Microbiological diagnosis of catheter-related bloodstream infection (CR-BSI) is often based on isolation of indistinguishable micro-organisms from an explanted catheter tip and blood culture, confirmed by antibiograms. Whether phenotypic identification of coagulase-negative staphylococci (CoNS) allows an accurate diagnosis of CR-BSI to be established was evaluated. Eight patients with a diagnosis of CR-BSI had CoNS isolated from pure blood cultures and explanted catheter tips which were considered as indistinguishable strains by routine microbiological methods. For each patient, an additional three colonies of CoNS isolated from the blood and five from the catheter tip were subcultured and further characterized by antibiogram profiles, analytical profile index (API) biotyping and PFGE. PFGE distinguished more strains of CoNS compared to API biotyping or antibiograms (17, 10 and 11, respectively).
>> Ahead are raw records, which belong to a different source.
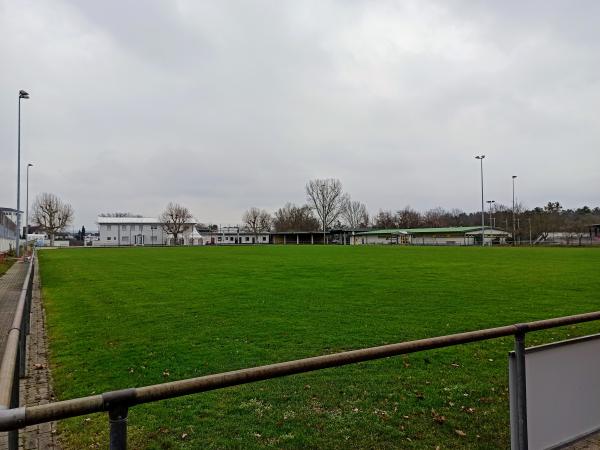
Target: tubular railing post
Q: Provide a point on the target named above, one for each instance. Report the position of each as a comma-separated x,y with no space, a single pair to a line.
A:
521,390
13,435
21,358
118,428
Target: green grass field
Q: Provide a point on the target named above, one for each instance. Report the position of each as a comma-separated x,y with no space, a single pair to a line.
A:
128,317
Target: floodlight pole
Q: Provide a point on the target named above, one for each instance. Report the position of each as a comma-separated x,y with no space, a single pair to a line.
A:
27,205
323,211
480,158
514,177
22,94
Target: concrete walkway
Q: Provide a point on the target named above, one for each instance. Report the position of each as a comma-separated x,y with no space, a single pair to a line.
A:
35,388
11,284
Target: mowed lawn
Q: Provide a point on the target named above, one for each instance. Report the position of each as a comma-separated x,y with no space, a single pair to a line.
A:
136,316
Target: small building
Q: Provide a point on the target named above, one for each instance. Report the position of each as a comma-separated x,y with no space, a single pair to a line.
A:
133,231
431,236
239,235
595,233
298,237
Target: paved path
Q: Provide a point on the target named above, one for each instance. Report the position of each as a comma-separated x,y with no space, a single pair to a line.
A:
11,284
35,388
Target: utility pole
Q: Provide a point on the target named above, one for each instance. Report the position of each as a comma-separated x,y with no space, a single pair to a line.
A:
480,158
22,94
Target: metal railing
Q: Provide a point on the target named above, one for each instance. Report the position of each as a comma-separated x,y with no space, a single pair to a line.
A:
14,361
117,403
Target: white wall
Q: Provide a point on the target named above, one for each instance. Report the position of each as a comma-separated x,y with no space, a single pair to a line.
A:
6,244
136,234
372,239
243,238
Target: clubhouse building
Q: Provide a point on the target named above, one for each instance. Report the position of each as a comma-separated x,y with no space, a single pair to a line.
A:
125,231
431,236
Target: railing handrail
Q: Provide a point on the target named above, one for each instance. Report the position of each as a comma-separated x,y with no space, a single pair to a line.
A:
13,340
16,418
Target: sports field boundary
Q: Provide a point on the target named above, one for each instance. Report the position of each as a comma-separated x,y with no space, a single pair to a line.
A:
117,403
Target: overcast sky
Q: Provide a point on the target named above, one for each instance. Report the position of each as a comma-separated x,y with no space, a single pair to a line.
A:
225,105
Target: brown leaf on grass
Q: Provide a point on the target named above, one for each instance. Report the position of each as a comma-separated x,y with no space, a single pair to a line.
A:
437,417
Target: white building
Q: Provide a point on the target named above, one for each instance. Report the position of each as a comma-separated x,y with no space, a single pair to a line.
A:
238,235
8,229
125,231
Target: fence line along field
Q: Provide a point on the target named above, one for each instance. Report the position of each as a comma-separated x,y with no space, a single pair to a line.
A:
120,318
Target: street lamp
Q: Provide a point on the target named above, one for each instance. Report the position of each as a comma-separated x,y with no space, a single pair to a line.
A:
491,204
514,178
480,158
27,205
25,95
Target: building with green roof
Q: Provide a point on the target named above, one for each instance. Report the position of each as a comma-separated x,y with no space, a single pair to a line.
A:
431,236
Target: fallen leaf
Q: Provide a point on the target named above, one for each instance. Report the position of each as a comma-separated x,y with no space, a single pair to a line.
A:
437,417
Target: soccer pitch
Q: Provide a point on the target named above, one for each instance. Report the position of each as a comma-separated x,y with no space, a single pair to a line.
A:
128,317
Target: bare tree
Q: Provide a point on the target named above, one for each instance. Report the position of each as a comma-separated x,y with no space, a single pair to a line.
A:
327,199
408,218
295,218
257,220
51,214
385,219
175,219
355,214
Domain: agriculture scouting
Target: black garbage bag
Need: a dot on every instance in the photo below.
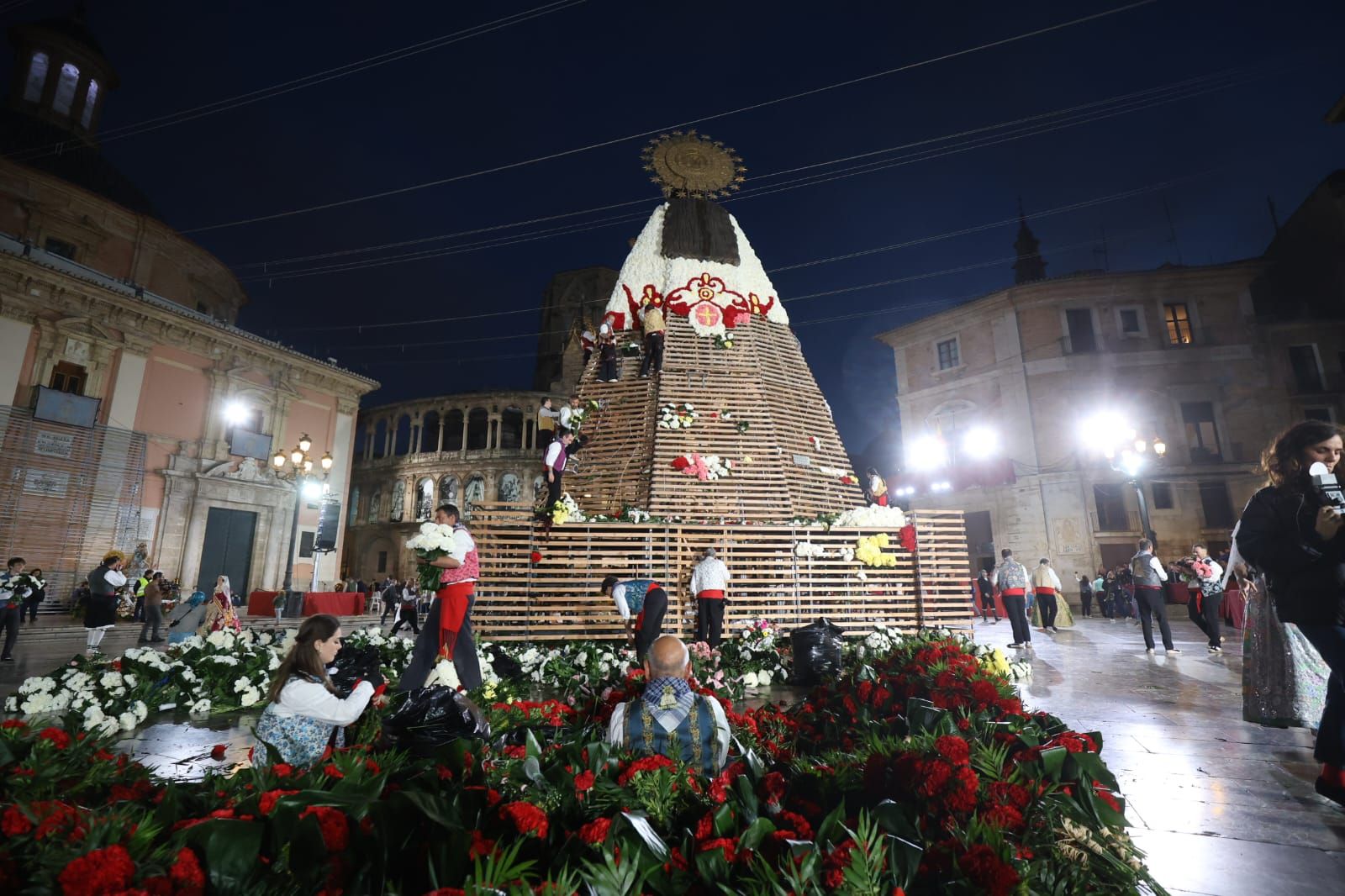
(351, 665)
(506, 667)
(817, 653)
(435, 716)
By PFGE, indistinguishable micro-organisms were only isolated from pure blood and catheter tip cultures in four out of eight (50%) patients thus supporting the diagnosis of CR-BSI. In another patient, indistinguishable micro-organisms were identified in both cultures; however, other strains of CoNS were also present. The remaining three patients had multiple strains of CoNS, none of which were indistinguishable in the tip and blood cultures, thus questioning the diagnosis of CR-BSI. Phenotypic characterization of CoNS lacked discriminatory power. Current routine methods of characterizing a limited number of pooled colonies may generate misleading results as multiple strains may be present in the cultures. Multiple colonies should be studied using a rapid genotypic characterization method to confirm or refute the diagnosis of CR-BSI.